Got a show coming up 27th March 2010, and looking for some newbies to MMA.

Our guys will have only ever done interclub shows, or class sparring and they are looking for to do their first full contact fights.

We are a club based in West Sussex, so if of any interest please feel free to pm me on here.

Cheers

Nigel


----------



## oneononeandy (Jan 30, 2010)

I have a newIy set up MMA club and also have several newbie fighters looking for a break into their first competitive mma fights. I'd welcome further info on your March 27th event. My email address is [email protected]


----------



## circusbizarre (Jan 27, 2010)

sent you an email dude


----------



## Syrus (Jan 4, 2010)

What weight classes?


----------



## Bracknell TKD Instructor (Feb 9, 2010)

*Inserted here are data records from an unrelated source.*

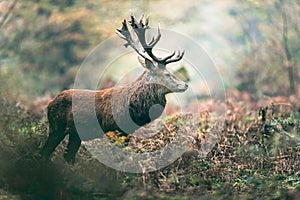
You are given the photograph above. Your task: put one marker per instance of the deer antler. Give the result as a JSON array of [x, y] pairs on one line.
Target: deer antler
[[140, 31]]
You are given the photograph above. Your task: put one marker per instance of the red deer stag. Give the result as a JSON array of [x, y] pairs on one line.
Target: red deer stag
[[137, 98]]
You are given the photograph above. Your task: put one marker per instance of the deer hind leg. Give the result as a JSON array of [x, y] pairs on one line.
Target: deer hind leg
[[56, 135], [73, 146]]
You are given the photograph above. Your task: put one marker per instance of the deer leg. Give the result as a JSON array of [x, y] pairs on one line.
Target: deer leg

Hi there I am looking to get started in more contact tournaments. I am the instructor of Bracknell Taekwon-Do an have done national an regional Itf Tkd tournaments. Let me know if you would consider my application!

Regards.


----------



## circusbizarre (Jan 27, 2010)

Some more info for you,

MMA Semi Pro rules -

Sam 80kgs - only ever interclub / class sparring

Paul 80kgs - only ever interclub / class sparring

Patrick 80kgs - only ever interclub / class sparring

MMA Pro Rules

Raf 93kgs 2 wins - 0 losses

We also need an MMA Ref and Judge so if anybody is interested.

Kickboxing - full contact

Anthony 88kgs - only ever interclub / class sparring

Martin 88kgs - only ever interclub / class sparring

Chris 95kgs - only ever interclub / class sparring

Callum - 60kgs "Junior" 15 years old - only ever interclub / class sparring

Mark - 83kg - won 1 fight

Jon - 90kg - Senior won 1 fight 42 years old

Jason 70kg - only ever interclub / class sparring

Boxing - No Head Guards

Adam 76kg - won 2 fights

Please either phone 01903 236664 and speak to Nick or email [email protected]

www.gym-xtreme.com


----------



## Syrus (Jan 4, 2010)

Is Callam interested in going into the MMA?

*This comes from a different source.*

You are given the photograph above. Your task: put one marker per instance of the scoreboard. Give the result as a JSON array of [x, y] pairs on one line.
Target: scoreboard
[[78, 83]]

I'm only two years his elder and 5kg lighter with only sparring experience, could be a good matchup?


----------



## circusbizarre (Jan 27, 2010)

sorry dude but Callum is only interested in kickboxing so a no starter


----------



## circusbizarre (Jan 27, 2010)

hi guys,

had some people pull out and the event is close,

so if anybody is interested not just the weight categories listed above please email [email protected]

cheers

nigel


----------



## Evolution Acadamy (May 9, 2010)

Hi Nigel

We are running an MMA / K1 event on 7th August in Hastings.

Just saw your post as only joined today. Shame we missed the date.

A lot of our guys are new to the sport and are looking for matches for the event. Would be good to chat as we are so close.

Mail me for a chat.... [email protected]

Cheers

Mark


----------



## circusbizarre (Jan 27, 2010)

Hi Mark

We have another night happening on August the 28th, I have PM'd you on here.

Cheers

Nigel


----------



## Jae (May 25, 2010)

hey, let me know if Jason comes to london, im looking for a first fight, 21 years old, 66kg

cheers,

J


----------